According to a recent MarketWatch analysis on July 2, “Slack’s direct listing, which lets investors sell into the public markets, set its reference price at $26 per share late Wednesday, suggesting a market valuation of $15.7 billion. It opened at $38.50 […] and has soared 58% to $41.26.”
They have 95,000 paying users, with 645+ that pay more than $100,000 per year for their service. They passed 10 million daily active users in January of this year. SaaStr, in 2012, said you would need 50 million DAUs to build a unicorn. Well, things have obviously changed.
These are all impressive numbers — now let’s look into their pricing model:
- Free: Small teams, up to 10 apps, 10,000 searchable messages
- Standard: Unlimited apps, groups calls up to 15, full archive, Google authentication, guest access
- Plus: SSO, guaranteed uptime
Patrick Campbell, of ProfitWell, did the following research and calculated willingness to pay as follows:
Patrick called this “about as close to pricing perfection as any company is going to get.” He went on to say: “The jump in willingness to pay at each team size is almost 100 percent, leading to clean segmentation. The low end is $3-$4. Slack is like, I don’t want to deal with a $20 customer that has 5 employees. I’m going to go and wait until they are willing to pay $8 per employee so it’s worth my time…we upgraded to the Standard plan because it totally made sense. And when you make that leap, you don’t upgrade from $0 to $20 per month. You upgrade from $0 to $200 or $300 per month. You go from being a free customer to being a significant customer, and it makes sense to you.”
So why does this model work for them? Here is my take:
- The freemium model allows for market penetration, with no barrier to using it, and provides a strong and loyal base of word of brand ambassadors.

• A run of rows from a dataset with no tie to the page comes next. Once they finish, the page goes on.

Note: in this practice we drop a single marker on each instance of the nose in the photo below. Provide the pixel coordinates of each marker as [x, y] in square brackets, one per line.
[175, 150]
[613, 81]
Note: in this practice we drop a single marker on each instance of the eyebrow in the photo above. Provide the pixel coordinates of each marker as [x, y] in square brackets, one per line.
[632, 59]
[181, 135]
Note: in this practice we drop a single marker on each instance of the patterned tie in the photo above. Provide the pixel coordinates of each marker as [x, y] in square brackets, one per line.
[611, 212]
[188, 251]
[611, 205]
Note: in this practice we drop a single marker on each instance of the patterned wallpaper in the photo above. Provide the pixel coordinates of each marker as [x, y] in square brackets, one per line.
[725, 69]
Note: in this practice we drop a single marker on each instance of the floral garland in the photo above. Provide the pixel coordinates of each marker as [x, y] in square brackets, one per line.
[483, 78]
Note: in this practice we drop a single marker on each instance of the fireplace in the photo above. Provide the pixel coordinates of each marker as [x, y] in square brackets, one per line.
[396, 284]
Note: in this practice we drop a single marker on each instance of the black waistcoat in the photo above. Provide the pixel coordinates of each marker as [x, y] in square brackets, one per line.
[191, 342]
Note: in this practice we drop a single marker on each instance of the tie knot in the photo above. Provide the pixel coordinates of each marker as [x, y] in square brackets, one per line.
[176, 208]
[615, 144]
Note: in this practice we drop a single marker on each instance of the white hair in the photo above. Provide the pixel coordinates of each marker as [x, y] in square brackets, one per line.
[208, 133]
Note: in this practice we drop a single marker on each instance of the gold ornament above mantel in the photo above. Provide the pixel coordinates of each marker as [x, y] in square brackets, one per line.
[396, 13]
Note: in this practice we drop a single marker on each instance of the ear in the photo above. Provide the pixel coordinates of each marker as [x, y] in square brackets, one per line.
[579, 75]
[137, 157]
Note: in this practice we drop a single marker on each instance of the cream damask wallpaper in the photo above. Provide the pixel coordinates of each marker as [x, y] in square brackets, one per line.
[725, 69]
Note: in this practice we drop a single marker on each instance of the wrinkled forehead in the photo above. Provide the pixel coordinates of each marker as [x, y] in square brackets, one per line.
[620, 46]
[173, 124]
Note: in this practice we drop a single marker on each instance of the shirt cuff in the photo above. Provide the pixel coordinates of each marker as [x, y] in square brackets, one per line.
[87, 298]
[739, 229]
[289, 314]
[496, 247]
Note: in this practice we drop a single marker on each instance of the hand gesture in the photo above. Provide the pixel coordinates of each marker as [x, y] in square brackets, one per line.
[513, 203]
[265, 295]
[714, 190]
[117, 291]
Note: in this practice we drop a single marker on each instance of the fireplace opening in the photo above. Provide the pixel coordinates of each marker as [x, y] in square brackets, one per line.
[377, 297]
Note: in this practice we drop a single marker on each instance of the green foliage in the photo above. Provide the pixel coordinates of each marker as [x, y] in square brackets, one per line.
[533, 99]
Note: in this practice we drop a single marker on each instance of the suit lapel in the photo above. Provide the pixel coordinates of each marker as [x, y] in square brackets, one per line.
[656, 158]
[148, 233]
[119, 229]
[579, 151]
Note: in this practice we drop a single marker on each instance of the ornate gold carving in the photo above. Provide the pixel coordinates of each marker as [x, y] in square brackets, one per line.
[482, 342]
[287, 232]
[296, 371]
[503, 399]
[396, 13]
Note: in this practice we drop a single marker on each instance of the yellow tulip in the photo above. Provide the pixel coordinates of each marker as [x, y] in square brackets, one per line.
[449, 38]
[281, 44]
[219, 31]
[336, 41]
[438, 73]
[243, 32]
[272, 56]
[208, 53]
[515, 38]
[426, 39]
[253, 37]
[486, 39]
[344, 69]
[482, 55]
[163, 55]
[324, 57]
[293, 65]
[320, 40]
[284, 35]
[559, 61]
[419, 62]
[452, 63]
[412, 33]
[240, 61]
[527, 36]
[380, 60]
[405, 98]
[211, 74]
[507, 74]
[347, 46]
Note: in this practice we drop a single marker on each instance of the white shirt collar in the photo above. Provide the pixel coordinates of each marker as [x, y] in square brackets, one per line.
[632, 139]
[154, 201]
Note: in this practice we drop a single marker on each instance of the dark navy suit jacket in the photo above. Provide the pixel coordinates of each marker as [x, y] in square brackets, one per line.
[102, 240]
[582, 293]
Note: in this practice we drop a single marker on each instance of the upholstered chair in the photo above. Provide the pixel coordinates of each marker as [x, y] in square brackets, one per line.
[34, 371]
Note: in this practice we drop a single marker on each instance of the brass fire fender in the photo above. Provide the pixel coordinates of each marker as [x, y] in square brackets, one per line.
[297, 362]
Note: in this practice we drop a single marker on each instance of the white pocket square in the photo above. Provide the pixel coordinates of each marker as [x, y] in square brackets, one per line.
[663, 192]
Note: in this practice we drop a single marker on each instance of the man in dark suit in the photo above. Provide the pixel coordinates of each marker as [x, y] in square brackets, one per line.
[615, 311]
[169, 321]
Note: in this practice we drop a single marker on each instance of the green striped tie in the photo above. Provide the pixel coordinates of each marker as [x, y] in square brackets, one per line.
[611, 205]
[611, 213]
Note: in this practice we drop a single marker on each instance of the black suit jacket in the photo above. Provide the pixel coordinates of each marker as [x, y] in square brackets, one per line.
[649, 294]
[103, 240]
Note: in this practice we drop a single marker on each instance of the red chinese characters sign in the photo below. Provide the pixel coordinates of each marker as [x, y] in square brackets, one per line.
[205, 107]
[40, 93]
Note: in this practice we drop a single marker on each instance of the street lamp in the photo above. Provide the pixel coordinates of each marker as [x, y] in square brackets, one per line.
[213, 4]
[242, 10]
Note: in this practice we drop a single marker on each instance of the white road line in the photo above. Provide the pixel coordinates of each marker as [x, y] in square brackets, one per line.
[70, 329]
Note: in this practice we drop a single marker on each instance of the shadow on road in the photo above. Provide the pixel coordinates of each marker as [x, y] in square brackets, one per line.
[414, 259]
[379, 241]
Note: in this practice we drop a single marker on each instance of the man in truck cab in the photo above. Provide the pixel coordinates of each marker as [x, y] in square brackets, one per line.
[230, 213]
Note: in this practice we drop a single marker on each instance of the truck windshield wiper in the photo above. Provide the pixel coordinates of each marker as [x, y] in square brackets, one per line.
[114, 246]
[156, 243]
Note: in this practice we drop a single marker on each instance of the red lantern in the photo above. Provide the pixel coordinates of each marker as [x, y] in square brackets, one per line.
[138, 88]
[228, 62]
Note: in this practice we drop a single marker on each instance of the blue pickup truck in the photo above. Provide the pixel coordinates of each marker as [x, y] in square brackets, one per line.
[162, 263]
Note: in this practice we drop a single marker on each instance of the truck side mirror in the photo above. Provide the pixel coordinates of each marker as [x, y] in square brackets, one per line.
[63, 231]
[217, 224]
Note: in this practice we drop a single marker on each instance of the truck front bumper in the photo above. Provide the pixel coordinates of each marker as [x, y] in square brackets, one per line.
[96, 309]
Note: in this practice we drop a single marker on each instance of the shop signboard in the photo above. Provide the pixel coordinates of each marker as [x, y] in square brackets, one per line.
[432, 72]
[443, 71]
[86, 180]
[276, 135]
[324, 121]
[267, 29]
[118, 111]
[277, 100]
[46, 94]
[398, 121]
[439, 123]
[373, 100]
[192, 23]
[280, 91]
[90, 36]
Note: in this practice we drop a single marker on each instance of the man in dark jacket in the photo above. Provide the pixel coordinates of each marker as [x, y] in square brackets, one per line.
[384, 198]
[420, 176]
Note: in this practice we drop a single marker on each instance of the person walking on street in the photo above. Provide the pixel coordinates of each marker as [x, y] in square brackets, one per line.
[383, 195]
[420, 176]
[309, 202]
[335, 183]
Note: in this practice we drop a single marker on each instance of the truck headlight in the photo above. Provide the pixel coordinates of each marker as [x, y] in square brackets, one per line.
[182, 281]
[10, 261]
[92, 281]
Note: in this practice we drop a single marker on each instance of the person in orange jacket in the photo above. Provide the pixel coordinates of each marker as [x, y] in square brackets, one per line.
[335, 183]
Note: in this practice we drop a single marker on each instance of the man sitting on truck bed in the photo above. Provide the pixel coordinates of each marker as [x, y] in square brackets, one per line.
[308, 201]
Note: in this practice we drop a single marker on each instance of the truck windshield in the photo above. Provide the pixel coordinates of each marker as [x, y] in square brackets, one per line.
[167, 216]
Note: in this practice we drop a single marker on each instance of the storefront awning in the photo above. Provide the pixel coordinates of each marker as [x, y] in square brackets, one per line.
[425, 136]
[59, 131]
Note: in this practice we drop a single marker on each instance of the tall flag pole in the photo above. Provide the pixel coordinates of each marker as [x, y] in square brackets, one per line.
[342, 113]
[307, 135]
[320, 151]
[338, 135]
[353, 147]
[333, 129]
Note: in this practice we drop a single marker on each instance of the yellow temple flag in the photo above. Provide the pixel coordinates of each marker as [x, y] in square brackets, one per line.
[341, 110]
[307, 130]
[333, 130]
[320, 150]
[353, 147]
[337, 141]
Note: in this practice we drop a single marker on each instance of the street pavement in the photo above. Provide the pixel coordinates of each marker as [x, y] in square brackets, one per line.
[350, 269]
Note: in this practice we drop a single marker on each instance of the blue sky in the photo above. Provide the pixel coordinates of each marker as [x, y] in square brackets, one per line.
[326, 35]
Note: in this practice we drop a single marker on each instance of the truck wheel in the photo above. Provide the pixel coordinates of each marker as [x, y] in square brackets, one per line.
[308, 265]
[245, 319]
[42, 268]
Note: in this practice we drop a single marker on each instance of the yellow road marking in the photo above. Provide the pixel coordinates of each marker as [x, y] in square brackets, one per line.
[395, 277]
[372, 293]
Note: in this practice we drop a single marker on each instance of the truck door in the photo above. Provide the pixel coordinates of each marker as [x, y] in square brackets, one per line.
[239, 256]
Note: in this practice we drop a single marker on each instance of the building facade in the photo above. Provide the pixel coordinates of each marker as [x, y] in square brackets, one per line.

- It serves an unmet need, one that many people don’t even know they had. Slack’s co-founder and CEO, Stewart Butterfield, said “Slack is the kind of thing you don’t know you need but once you have it, you can’t live without it.”
- There is a strong network effect.
- The model allows it to add hundreds or even thousands of paying users at a time.

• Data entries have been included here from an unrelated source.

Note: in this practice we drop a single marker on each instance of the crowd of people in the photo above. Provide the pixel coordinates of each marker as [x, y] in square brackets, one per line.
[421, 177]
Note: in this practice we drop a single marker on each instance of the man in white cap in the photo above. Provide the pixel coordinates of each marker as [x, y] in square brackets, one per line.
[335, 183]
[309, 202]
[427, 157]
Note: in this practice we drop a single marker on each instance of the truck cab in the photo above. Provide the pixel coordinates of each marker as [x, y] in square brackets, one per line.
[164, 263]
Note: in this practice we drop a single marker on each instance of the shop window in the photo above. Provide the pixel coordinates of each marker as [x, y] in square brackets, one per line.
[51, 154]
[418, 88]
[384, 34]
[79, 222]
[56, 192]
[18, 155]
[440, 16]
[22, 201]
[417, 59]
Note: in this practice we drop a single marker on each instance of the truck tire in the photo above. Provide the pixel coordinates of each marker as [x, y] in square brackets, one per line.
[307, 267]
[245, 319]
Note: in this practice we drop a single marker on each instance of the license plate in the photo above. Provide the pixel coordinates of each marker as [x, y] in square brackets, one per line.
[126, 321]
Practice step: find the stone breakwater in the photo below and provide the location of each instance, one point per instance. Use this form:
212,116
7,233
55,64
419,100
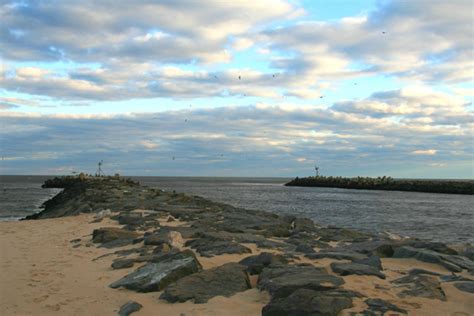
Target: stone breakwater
387,184
164,238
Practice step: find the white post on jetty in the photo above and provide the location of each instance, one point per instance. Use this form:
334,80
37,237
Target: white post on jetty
99,172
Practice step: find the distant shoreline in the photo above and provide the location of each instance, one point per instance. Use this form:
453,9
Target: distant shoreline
388,184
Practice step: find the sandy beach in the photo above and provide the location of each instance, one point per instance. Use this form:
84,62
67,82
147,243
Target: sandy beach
44,273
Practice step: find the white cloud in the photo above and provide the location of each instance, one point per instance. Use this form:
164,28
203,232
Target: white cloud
428,152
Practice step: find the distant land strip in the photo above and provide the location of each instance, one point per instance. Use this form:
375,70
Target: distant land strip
388,184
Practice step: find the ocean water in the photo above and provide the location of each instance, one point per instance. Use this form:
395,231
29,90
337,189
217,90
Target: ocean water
438,217
22,195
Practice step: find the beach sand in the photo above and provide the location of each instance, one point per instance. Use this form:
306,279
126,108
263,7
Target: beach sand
43,273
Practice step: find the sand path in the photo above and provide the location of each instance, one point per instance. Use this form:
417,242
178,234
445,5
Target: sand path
42,274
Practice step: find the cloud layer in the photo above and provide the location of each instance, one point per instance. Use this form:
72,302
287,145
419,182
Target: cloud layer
61,53
349,138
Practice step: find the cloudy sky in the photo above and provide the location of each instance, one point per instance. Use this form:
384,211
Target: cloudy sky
238,88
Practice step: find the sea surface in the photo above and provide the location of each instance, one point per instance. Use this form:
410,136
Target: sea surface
438,217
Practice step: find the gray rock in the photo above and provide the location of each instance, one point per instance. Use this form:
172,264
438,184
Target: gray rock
332,233
122,264
469,253
129,308
466,286
306,302
156,239
381,306
134,219
336,255
304,248
155,276
453,263
422,271
108,234
380,248
373,261
282,281
355,268
255,264
209,248
422,286
225,280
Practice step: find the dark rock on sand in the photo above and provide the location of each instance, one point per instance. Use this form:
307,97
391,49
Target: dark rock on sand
378,305
332,233
417,271
135,219
129,308
155,276
373,261
108,234
210,247
304,248
282,281
306,302
225,280
380,248
336,255
453,278
355,268
255,264
453,263
422,286
466,286
122,264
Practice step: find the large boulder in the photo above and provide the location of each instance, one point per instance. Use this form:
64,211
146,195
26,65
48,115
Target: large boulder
282,281
129,308
465,286
135,219
209,247
108,234
421,285
155,276
454,263
225,280
255,264
305,302
338,255
379,306
355,268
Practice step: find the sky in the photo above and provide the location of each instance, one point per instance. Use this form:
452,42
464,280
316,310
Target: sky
268,88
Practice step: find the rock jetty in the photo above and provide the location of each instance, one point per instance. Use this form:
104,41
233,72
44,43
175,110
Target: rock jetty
387,184
163,238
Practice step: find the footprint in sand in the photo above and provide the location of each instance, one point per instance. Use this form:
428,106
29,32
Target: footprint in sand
40,299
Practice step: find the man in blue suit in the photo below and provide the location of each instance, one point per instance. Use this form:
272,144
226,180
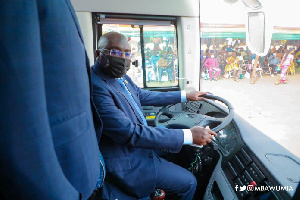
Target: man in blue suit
48,145
134,170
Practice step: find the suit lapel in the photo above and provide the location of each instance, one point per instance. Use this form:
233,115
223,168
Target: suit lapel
118,88
75,19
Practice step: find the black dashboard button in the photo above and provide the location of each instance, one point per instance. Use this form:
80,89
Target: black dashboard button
232,171
258,172
239,164
245,158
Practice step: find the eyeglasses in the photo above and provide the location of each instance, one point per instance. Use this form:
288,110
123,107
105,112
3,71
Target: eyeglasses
118,53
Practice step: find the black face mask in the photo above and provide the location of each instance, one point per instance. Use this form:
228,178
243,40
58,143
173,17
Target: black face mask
115,67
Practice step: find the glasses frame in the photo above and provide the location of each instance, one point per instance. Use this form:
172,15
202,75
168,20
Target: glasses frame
119,53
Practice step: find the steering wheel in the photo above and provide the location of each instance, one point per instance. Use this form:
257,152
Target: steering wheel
189,119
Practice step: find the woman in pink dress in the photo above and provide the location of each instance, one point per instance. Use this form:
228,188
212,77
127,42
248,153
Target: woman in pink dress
285,63
212,65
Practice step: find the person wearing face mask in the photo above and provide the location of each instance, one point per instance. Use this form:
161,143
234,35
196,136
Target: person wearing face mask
128,144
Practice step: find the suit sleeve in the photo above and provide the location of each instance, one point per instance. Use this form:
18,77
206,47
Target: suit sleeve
29,168
120,128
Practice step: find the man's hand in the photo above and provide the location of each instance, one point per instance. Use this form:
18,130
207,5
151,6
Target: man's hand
195,96
202,136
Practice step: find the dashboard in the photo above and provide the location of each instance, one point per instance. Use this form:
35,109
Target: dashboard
250,165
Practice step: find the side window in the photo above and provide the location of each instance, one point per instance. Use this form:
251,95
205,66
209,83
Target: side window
153,48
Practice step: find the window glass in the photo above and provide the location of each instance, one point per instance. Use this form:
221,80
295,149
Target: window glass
160,56
261,90
154,53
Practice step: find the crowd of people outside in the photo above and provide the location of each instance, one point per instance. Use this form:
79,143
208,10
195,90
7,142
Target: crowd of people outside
237,62
161,64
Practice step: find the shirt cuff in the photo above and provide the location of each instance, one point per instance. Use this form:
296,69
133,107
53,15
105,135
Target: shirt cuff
183,96
187,136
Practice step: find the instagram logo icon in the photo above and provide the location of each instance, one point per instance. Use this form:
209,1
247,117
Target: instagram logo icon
250,187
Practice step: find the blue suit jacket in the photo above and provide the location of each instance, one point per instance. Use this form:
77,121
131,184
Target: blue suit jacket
48,145
127,145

- They nailed the value metrics and clearly delineated their offer according to these. This was not random. You can see the work of pricing expertise involved here. They clearly did some greater research and / or received some sage advice from a pricing expert.

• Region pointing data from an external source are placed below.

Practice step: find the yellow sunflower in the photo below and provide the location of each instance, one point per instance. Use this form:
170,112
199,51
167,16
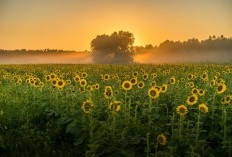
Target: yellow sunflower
106,77
84,75
87,105
114,106
164,88
194,91
108,92
140,85
203,108
212,83
204,77
145,76
173,80
153,93
191,100
127,85
60,84
83,82
162,139
134,81
226,100
182,110
77,78
201,92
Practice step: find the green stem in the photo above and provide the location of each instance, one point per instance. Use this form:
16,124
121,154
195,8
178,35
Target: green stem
198,128
148,144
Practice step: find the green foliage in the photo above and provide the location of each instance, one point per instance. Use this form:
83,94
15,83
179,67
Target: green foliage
52,120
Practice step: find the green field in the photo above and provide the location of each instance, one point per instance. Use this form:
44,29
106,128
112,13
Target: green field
116,110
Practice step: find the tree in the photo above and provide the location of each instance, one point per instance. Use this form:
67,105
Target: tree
114,48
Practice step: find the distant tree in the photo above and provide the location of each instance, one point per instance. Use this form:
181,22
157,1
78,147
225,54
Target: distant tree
114,48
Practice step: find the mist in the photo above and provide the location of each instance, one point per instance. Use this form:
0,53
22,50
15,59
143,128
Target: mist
183,57
145,57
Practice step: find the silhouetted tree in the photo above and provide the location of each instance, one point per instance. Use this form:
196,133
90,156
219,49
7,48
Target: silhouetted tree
114,48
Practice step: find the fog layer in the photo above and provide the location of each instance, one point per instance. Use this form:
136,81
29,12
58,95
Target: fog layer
145,57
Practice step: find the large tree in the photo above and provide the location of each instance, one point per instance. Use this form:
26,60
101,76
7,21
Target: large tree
114,48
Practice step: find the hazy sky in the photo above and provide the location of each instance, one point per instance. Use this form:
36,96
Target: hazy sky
72,24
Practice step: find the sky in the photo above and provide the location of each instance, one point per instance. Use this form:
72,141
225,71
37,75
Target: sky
72,24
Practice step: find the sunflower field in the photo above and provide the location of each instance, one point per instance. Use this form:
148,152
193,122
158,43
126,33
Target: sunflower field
116,110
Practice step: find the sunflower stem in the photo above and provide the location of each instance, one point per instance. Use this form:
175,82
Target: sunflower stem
148,144
198,128
224,125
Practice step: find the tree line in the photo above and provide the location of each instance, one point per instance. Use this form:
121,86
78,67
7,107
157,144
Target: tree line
118,47
213,43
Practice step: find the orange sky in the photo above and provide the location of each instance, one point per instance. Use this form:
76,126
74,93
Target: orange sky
72,24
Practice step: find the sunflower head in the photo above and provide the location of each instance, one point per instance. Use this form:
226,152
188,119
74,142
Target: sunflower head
162,139
221,88
108,92
194,91
86,106
115,106
201,92
164,88
191,100
173,80
182,110
153,93
203,108
140,85
83,82
126,85
76,78
134,81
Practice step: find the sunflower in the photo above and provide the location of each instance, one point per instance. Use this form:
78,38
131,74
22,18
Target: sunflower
191,84
135,73
145,76
162,139
106,77
60,84
77,78
153,83
204,76
83,82
54,82
190,76
68,82
191,100
108,92
201,92
220,81
89,88
87,105
154,75
140,85
97,86
173,80
221,88
84,75
47,78
127,85
164,88
114,106
134,81
194,91
53,76
153,93
226,100
203,108
212,83
182,110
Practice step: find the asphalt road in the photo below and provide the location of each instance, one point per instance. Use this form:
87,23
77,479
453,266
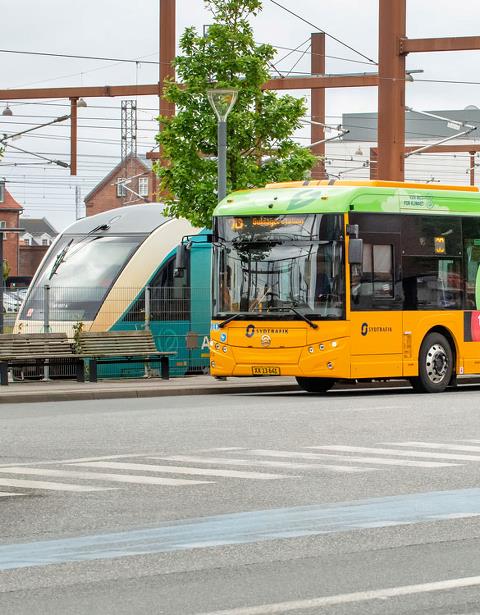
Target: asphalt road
242,505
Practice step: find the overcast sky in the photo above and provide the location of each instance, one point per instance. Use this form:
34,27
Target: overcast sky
113,28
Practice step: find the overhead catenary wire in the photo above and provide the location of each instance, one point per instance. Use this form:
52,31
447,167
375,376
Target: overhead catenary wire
323,31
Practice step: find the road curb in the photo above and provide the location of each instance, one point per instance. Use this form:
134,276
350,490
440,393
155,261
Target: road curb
139,392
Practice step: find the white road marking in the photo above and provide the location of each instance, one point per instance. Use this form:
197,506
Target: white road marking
47,485
391,451
221,448
438,445
57,461
376,594
377,460
162,469
117,478
269,464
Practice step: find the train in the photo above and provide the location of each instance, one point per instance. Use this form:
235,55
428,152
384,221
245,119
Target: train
117,271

Whether or not you are a software or subscription company/service, you can learn from this. Understand what your customers value and setting the breaks from free to good to better to best, accordingly. This is the real message here, and coming back to Fortnite, one that they also clearly understood.
They made an environment that was also free to start, had a strong network effect, and took a different approach than their competitors in what and how to price. They incorporate a developer network and profit sharing to crowdsource content creation, as Slack has with the Bot network and open platform.
If you are considering a subscription freemium, you should ask yourself the following questions of your business:
- Does my offer have a strong network effect?
- If the total addressable market large enough to convert enough users to build a valuable company or offer?
- Do you understand the value metrics and have you done enough research to delineate the offers and attach pricing to them?
If the answer to any of these is “no” or “I am not sure” then you are not ready. If all are “yes” you are in rarified air, then congratulations — it’s time to go freemium.